ISLAMABAD: The International Monetary Fund’s (IMF) Pakistan mission chief Nathan Porter met with Finance Minister Mohammad Aurangzeb in Islamabad to discuss the $7 billion loan performance, a statement from the Finance Ministry said.
The meeting comes a day after the opening of an unplanned official visit of the IMF to the country, led by Porter. The unscheduled visit of the IMF mission chief comes four months ahead of the first review under the new $7 billion Extended Fund Facility (EFF) granted to Pakistan by the global lender in September.
The visit is “unusual” and comes months ahead of the first EFF review which is due in the first quarter of 2025, according to Reuters.The ministry and the IMF have not officially released details of the visit.On Monday, Pakistan authorities stuck to budgeted revenue targets and promised to overcome first-quarter shortfalls through enforcement and administrative measures.

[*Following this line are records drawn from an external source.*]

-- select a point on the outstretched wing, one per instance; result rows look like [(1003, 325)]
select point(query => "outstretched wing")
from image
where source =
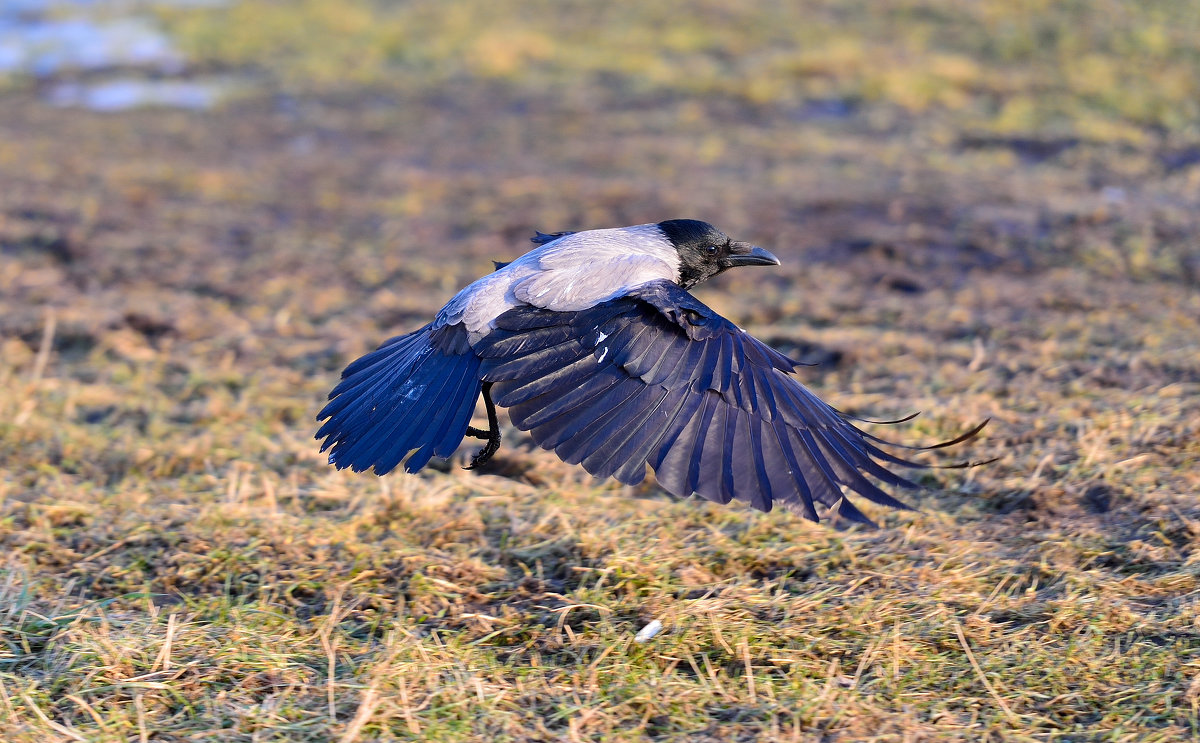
[(411, 397), (658, 378)]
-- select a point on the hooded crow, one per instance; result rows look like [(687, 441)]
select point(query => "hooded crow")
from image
[(595, 347)]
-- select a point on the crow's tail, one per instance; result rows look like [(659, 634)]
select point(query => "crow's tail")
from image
[(414, 394)]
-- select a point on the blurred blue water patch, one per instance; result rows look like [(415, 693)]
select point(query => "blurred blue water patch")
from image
[(52, 40), (137, 93)]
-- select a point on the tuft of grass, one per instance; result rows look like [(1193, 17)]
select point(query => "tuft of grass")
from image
[(982, 210)]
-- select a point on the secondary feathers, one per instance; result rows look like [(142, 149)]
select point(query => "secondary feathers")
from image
[(597, 349)]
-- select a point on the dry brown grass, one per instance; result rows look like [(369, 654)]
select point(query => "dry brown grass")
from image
[(178, 293)]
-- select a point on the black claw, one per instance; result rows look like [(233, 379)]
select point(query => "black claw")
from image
[(492, 435)]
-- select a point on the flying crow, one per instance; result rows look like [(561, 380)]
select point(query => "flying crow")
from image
[(595, 347)]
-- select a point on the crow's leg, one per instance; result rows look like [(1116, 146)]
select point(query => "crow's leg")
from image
[(492, 436)]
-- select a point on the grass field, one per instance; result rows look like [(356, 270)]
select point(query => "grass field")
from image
[(984, 210)]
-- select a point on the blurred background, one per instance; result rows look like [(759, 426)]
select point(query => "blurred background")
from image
[(984, 208)]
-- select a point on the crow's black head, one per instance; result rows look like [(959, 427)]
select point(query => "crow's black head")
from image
[(706, 251)]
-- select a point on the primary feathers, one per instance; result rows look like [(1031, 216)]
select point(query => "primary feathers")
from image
[(594, 346)]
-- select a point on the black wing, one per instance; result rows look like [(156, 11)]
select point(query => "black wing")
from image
[(657, 377), (411, 397)]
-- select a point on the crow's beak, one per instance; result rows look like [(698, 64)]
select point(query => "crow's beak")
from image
[(753, 256)]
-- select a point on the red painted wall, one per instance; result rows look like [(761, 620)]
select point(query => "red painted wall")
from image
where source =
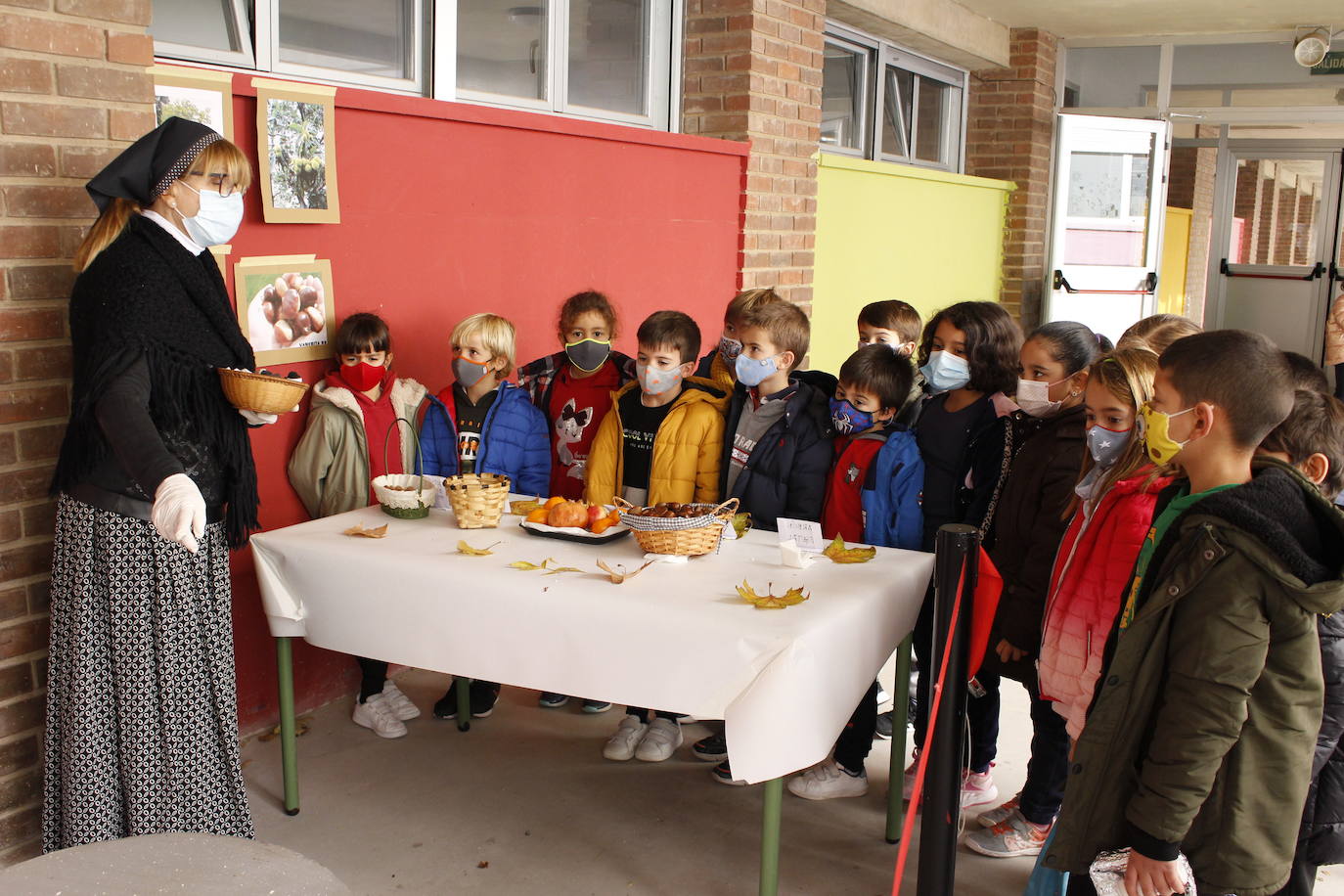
[(448, 209)]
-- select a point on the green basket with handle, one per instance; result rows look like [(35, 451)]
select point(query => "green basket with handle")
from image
[(403, 495)]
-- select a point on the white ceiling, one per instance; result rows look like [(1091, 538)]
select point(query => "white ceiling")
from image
[(1153, 18)]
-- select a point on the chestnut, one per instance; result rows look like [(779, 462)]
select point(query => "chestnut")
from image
[(290, 304)]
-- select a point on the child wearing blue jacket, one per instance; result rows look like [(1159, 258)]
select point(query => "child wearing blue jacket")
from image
[(482, 425), (873, 496)]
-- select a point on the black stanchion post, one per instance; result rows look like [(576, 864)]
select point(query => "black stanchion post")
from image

Informed sources told Dawn that the visiting fund staff initiated discussions on the revenue situation with the Pakistani team.
The mission will stay here until Nov 15 “to discuss recent developments and programme performance to date”, according to informed sources. “This mission is not part of the first review under the extended fund facility (EFF), which will be no earlier than the first quarter of 2025,” they said.
Under the programme modalities, the IMF and Pakistan authorities are required to hold biannual review meetings. As such, the first formal review has to take place on the basis of end-December 2024 performance for Pakistan to qualify for disbursement of a second instalment of over $1bn by March 15, 2025. The $7bn programme is divided into six biannual reviews for equal tranches of $1bn each.
The sources said the Pakistani side updated the visiting mission about Rs190bn revenue shortfall in the first four months, almost half of which accrued in October alone. This had raised alarms in the lenders’ quarters that revenue shortfall was gradually increasing with the declining rate of inflation.
An unplanned mission was thus rolled out to take stock of the situation, not only at the revenue front but also on the privatisationprogramme that met with a setback at the botched sale of Pakistan International Airlines, raising a question mark over the prequalification of bidders and privatisation strategy on a whole.